UNIX signals may be sent by the (UNIX) operating system to signify certain conditions. These conditions vary from SIGALRM (a timer expired) to hard errors like SIGSEGV (segment violation, which is illegal memory access) and SIGBUS (bus error). Signals are handled by the process itself, but the signal handler is run in a different context. This means that the normal program flow is interrupted and continues after the signal handler has finished executing. A signal can even interrupt a system call, after which the system call will report the errno value EINTR (system call was interrupted). Signal handlers may be hooked by the application, but an application can not define its own signal numbers. The signal numbers are predefined by the operating system.

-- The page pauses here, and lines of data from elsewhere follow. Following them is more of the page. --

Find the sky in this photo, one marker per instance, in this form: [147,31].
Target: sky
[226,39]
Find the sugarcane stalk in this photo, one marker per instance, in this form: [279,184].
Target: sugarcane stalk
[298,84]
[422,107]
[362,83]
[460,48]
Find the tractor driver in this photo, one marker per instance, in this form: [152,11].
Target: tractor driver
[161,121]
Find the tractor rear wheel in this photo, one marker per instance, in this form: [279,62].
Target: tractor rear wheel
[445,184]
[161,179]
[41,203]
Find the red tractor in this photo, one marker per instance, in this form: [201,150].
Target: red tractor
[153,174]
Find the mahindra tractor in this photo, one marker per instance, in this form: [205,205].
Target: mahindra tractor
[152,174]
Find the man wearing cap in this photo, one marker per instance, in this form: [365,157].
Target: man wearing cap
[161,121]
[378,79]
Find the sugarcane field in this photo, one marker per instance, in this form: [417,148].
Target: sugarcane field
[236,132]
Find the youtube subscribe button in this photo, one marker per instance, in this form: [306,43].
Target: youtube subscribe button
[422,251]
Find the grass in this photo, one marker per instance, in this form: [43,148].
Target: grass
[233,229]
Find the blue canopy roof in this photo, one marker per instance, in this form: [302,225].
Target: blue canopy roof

Exceptions are exceptional conditions that may be thrown or raised. An application may catch an exception, in which it will resume operation at the point where it first tried to do the operation. Because it involves stack unwinding and jumping through code, exceptions generally require special language support. Moreover, exceptions generally have a specific syntax in the form of try { ... } catch(Exception) { ... } or try: ... except Exception: .... Exceptions are a key aspect of the Java and Python programming languages, in which it is common use to throw exceptions for error conditions. In C++ exceptions exist but it is more left to the programmer whether to use them extensively or stick with error codes. In Objective-C exceptions exist but they are not commonly used.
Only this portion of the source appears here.